本文GRPC源码分析采用GRPC-GO版本(https://google.golang.org/grpc、https://github.com/grpc/grpc-go)。如下文所示,启动一个GRPC HelloWorld服务非常简单,包含三个步骤:1、在main函数中(第25行)监听某个服务端口;2、第29行~第30行初始化GRPC服务框架;3、第31行启动GRPC-服务。
其中与GRPC相关的主要是第2步骤和第3步骤,下文GRPC框架源码分析分别以这两个部分为中心展开。
package main
import (
"context"
"google.golang.org/grpc"
"log"
"net"
pb "xxx/xxx/helloworld"
)
const (
gport = ":50051"
)
// GreeterServerImp is used to implement helloworld.GreeterServer.
type GreeterServerImp struct{}
// SayHello implements helloworld.GreeterServer
func (s *GreeterServerImp) SayHi(ctx context.Context, in *pb.HelloRequest) (*pb.HelloReply, error) {
log.Printf("Received: %v", in.GetMsg())
return &pb.HelloReply{Msg: "Hello " + in.GetMsg()}, nil
}
func main() {
lis, err := net.Listen("tcp", gport)
if err != nil {
log.Fatalf("failed to listen: %v", err)
}
s := grpc.NewServer()
pb.RegisterHelloWorldServer(s, &GreeterServerImp{})
if err := s.Serve(lis); err != nil {
log.Fatalf("failed to serve: %v", err)
}
}
一、GRPC服务的初始化
GRPC服务初始化包括两个部分:1、grpc.NewServer服务框架初始化,这个步骤的目的是为了初始化GRPC服务相关的配置信息,并新起N个worker协程等待业务数据到来;2、pb.RegisterHelloWorldServer注册业务Server,这里才是真正与具体业务相关的逻辑。
1、服务框架初始化
// NewServer creates a gRPC server which has no service registered and has not
// started to accept requests yet.
func NewServer(opt ...ServerOption) *Server {
opts := defaultServerOptions
for _, o := range opt {
o.apply(&opts)
}
s := &Server{
lis: make(map[net.Listener]bool),
opts: opts,
conns: make(map[transport.ServerTransport]bool),
services: make(map[string]*serviceInfo),
quit: grpcsync.NewEvent(),
done: grpcsync.NewEvent(),
czData: new(channelzData),
}
chainUnaryServerInterceptors(s)
chainStreamServerInterceptors(s)
s.cv = sync.NewCond(&s.mu)
if EnableTracing {
_, file, line, _ := runtime.Caller(1)
s.events = trace.NewEventLog("grpc.Server", fmt.Sprintf("%s:%d", file, line))
}
if s.opts.numServerWorkers > 0 {
s.initServerWorkers()
}
if channelz.IsOn() {
s.channelzID = channelz.RegisterServer(&channelzServer{s}, "")
}
return s
}
(1)第4行~第7行初始化服务的配置,这里用到golang配置初始化常见的一个技巧。

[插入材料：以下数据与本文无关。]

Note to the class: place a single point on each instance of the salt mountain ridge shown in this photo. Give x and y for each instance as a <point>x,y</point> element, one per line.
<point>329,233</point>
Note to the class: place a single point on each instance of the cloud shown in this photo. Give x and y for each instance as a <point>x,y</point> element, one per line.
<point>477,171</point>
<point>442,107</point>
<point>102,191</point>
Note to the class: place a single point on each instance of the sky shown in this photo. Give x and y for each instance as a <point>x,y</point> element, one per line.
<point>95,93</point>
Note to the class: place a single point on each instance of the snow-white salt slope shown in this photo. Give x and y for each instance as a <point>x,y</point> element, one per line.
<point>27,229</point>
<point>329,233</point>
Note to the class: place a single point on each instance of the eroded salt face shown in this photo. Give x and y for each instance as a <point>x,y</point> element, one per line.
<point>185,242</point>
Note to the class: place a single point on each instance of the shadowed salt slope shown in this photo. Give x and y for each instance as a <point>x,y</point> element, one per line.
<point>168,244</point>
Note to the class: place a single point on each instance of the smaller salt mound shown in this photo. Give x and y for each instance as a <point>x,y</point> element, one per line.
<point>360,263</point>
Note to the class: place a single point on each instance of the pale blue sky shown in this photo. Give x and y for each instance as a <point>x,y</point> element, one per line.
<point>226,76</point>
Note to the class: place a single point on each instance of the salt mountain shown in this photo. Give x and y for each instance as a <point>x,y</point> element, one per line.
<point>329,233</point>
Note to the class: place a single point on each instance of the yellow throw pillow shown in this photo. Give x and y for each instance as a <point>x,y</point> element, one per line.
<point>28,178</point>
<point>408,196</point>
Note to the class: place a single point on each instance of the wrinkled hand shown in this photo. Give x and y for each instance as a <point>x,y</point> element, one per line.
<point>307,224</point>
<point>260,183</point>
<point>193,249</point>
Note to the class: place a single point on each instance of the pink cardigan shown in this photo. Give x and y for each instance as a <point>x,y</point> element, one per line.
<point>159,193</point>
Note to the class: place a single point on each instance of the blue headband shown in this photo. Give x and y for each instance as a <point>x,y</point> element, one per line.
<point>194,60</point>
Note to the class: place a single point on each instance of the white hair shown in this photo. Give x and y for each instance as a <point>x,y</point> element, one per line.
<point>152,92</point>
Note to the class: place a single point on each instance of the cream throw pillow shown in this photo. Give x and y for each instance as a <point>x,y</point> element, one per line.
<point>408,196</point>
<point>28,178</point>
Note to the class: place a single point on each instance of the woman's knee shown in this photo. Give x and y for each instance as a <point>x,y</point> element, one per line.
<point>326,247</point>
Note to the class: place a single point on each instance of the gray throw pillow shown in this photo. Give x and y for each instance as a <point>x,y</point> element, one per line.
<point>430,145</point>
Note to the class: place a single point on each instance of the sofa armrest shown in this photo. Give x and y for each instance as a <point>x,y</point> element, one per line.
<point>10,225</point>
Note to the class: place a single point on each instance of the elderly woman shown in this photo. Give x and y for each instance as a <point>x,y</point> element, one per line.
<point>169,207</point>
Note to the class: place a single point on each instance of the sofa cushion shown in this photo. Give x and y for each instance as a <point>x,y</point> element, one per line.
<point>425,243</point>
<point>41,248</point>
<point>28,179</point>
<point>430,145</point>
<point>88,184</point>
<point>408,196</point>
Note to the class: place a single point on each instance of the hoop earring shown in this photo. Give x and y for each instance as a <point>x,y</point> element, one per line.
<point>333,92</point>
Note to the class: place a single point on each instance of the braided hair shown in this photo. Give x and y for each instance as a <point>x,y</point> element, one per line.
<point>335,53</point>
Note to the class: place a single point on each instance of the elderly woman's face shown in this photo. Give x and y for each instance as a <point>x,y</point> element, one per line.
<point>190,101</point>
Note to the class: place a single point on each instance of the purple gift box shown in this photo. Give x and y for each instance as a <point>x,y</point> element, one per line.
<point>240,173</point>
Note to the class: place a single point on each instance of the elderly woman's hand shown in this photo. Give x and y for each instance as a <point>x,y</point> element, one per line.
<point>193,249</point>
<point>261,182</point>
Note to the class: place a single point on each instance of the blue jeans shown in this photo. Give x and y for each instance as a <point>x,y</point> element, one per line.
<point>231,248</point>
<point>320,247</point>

NewServer并不以具体参数做为入参,否则NewServer的入参将变得非常繁琐,而且如果新增配置势必要修改NewServer入参列表,实现方式不太优雅。这里将入参封装成一个函数闭包,这样入参列表可统一表示为闭包函数数组。
(2)第8行~第30行初始化了Server结构体,这是GRPC框架最重要的数据结构,Server结构体中的字段都特别重要!其中opts表示服务配置,用户可根据实际情况选择性地配置;services表示服务service列表,它其实是一个service名到包含service处理函数等参数的映射,新service的注册本质上就是在映射中新增一项;
(3)第17行~第18行初始化服务的拦截器配置,拦截器可以看成GRPC服务框架的钩子函数,它常被用于用户自定义GRPC服务框架的拓展逻辑。
(4)第26行初始化了服务的业务worker配置,它们被用于业务逻辑的处理。其中initServerWorkers函数是框架代码与业务代码结合最为紧密的部分。这个函数的流程是initServerWorkers -> serverWorker -> handleStream,其具体实现如下。框架通过它新起了N个gorouting协程,并等待数据输入后调用业务逻辑进行处理,其中handleStream实际就是所有业务逻辑处理的函数入口!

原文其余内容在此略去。